We live in a culture of want. We want good jobs, good health, good families, good children, good days--and most of us have those wants enough to be motivated to action in those matters. We know they do not just happen by themselves. Therefore, what is the nature of this statement of not being in want?
When we place our faith in God, we are by nature different people. With our eyes on God, we are striving for eternal values, of which most human earthly wants are not a part in the eternal future.
You cannot take your earthly possessions with you when you die. You cannot take your position and titles with you when you depart. Although one could argue to the contrary, I do not expect God to call us by earthly titles when resurrected. If our earthly existence is left behind when we leave here then what is it we translate into in the next life?
'I shall not want' becomes a very real experience when we trust in the eternal presence of God as a intimate relationship we share. What more could you want?
However, we are constantly looking at others and what they possess. We see the pleasure and joy others get from this or that. Yes, we should rejoice with those who rejoice and cry with those who cry. Constantly, we are challenged to want what others have in magazine ads, television ads, infomercials (sales pitches), radio ads and more. We are bombarded with messages to compare ourselves with others and see if we can be as happy as they appear to be.
I liken this to a photo where a model, looking flawless, is touched up in the editing room to look flawless and happy. The model is not that perfect and neither is the image of joy and fulfilment. With our eyes on the artificially presented joy we forget that models suffer loss, too; they have relationship failures also; they are limited in finding the meaningful relationships they represent in ads just like the rest of us. All that 'stuff' does not make their lives any more abundant than anyone else’s.
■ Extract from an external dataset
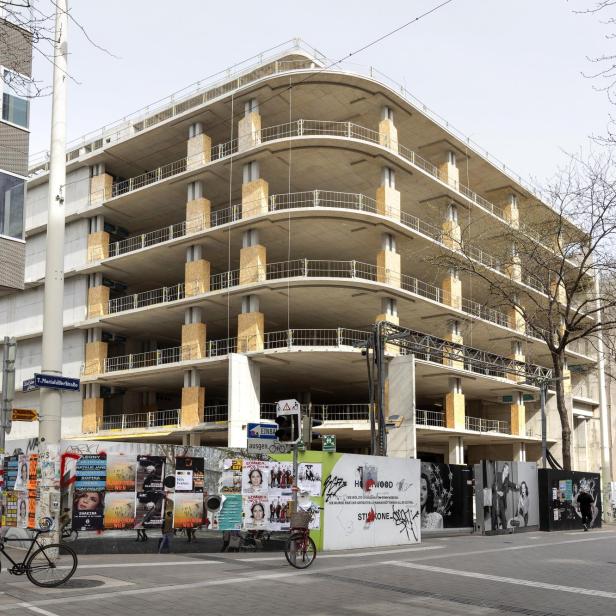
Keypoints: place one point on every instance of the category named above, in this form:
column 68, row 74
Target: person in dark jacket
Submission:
column 586, row 502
When the Psalmist says he does not want, he is reflecting upon the truth: God is with Him and his joy is complete. He still needs to eat, needs a job, needs a family, and needs love and more. What he is saying is those things pale in significance to the strength of relationship he shares with God. God is greater than all these elements of life. In fact, having God at the center of one’s life helps steer past the unhappiness of life’s wants and wants denied. To lean into God even during the rough times is to know the peace of God that passes all understanding. To fulfill God’s purpose in your life is to find in that accomplishment food enough for joy.